The authors also conducted analyses of stenting before vs after intracranial ET and the role of angioplasty alone. Of the patients stented, there were no differences in reperfusion rates or 90-day mRS when comparing stenting before or after intracranial ET. There was a non-statistically significant shorter puncture to reperfusion time in those undergoing ET first. Of those not stented, the angioplasty alone subset had similar reperfusion rates, symptomatic hemorrhage, and mortality compared to the stented group, but less patients with mRS 0-2 at 90 days (Table 2). While complete details of periprocedural and postprocedural antiplatelet use were not available, the authors do report some adjunctive pharmacotherapy.
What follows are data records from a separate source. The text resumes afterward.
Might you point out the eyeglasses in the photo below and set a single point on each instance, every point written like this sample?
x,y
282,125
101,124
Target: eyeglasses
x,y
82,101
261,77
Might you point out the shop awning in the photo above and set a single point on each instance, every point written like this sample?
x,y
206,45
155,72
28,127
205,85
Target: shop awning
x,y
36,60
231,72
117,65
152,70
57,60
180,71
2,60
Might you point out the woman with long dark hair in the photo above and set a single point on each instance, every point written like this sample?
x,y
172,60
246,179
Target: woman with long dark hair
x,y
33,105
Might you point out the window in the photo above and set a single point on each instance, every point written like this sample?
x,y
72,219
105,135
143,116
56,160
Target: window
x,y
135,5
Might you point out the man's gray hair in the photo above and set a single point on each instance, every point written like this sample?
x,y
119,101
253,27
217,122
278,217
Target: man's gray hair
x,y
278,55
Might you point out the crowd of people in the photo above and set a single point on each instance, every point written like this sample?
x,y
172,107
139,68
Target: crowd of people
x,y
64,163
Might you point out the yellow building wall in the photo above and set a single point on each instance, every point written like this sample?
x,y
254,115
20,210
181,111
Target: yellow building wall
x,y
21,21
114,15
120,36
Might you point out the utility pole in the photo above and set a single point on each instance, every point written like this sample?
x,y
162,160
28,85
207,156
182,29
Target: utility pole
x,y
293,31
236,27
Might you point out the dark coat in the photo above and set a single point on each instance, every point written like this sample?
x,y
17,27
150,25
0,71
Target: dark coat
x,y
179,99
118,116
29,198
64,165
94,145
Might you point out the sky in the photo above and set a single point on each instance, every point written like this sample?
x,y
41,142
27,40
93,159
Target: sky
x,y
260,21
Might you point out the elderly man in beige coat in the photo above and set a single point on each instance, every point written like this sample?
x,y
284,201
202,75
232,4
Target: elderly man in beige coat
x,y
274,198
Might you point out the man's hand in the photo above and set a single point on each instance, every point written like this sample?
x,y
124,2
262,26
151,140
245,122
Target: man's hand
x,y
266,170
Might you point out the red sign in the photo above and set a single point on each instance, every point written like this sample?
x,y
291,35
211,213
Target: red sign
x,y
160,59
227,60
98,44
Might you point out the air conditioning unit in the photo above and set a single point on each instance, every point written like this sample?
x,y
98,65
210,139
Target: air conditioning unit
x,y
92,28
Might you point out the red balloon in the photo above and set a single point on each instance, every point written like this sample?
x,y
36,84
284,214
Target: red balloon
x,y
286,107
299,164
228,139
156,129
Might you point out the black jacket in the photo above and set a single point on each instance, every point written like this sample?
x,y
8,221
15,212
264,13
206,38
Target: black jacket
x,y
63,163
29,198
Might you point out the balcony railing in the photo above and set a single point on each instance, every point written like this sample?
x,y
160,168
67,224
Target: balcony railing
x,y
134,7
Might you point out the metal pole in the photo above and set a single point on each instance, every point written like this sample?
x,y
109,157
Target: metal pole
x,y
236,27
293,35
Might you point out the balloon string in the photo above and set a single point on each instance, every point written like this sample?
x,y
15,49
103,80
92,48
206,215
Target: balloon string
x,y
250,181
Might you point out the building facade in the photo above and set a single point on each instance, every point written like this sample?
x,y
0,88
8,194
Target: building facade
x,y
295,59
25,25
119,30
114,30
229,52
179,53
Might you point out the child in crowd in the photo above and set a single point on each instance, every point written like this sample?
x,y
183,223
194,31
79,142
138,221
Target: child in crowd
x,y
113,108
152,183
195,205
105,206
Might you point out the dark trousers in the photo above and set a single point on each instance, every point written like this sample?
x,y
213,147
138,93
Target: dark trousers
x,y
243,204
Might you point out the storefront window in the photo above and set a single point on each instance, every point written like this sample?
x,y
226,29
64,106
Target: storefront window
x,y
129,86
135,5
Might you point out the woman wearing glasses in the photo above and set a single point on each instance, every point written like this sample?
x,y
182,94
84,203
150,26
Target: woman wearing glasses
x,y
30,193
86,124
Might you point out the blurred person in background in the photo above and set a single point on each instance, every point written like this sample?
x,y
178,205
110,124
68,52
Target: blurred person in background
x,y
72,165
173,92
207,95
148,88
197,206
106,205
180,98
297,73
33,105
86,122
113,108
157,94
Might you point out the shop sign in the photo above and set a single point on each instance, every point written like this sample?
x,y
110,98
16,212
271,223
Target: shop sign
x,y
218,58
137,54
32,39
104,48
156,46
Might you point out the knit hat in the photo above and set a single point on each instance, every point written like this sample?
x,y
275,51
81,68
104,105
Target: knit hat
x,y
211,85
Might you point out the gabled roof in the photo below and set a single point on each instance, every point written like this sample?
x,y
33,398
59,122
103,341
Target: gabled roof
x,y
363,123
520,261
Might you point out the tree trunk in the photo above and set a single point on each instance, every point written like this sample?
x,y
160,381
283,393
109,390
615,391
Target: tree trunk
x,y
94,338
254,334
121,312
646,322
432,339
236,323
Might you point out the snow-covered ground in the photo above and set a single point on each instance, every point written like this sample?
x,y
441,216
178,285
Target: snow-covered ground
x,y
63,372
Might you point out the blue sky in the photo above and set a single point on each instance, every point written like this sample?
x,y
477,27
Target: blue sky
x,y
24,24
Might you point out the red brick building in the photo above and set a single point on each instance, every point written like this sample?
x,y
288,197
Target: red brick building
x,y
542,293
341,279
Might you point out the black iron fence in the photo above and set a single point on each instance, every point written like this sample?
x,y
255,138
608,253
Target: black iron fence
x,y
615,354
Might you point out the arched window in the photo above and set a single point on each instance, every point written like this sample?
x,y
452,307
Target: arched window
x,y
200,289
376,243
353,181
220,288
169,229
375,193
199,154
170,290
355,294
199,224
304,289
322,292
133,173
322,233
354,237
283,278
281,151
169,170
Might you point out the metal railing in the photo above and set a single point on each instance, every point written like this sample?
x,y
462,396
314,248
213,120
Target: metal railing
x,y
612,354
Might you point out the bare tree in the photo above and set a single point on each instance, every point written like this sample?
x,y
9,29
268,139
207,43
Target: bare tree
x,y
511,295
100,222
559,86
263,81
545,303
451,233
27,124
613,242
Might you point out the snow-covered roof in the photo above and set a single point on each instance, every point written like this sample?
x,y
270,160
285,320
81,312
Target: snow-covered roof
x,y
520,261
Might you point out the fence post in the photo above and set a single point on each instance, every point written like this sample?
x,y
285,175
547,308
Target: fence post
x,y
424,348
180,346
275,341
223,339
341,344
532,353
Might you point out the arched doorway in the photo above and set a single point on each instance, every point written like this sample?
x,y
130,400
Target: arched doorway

In the non-stented group, 2 patients received intra-arterial (IA) tPA. In the stented group, 8 received IA eptifibatide, 3 received IA tPA, 3 received IA abciximab, and 1 intravenous abciximab.
The authors conclude that stenting is as safe as deferring in the acute setting. They further state that stenting may lead to improved outcomes, acknowledging that a randomized trial is necessary to confirm this benefit. Indeed, lack of randomization is the biggest limitation of this study. Selection bias may exist, as the treatment decisions were left to the interventionalist, even though there were no differences in tPA administration, ASPECTS, or collaterals between those stented vs not. While there were also some baseline differences between these groups, the multivariable analysis (including initial NIHSS, onset to arterial puncture, and AF) showed stenting was an independent predictor of mRS 0-2 at 90 days. Another limitation is lack of follow-up data regarding the ICA status after the acute period. How many remained patent? For those not stented acutely, how many ultimately underwent revascularization later? These data would aid interpretation of the 90-day mRS difference found in this study. As the authors note, there were no standard treatment protocols and no details of periprocedural and postprocedural antiplatelet use available (medications, doses, timing). They also acknowledge that patients with poor outcomes may be under-represented given patients could be enrolled in STRATIS for up to 7 days, though this likely would have affected both groups similarly.
Overall, this study adds further support that acute stenting may be safe and effective in certain patients, but a randomized trial with a standardized treatment protocol is the next step.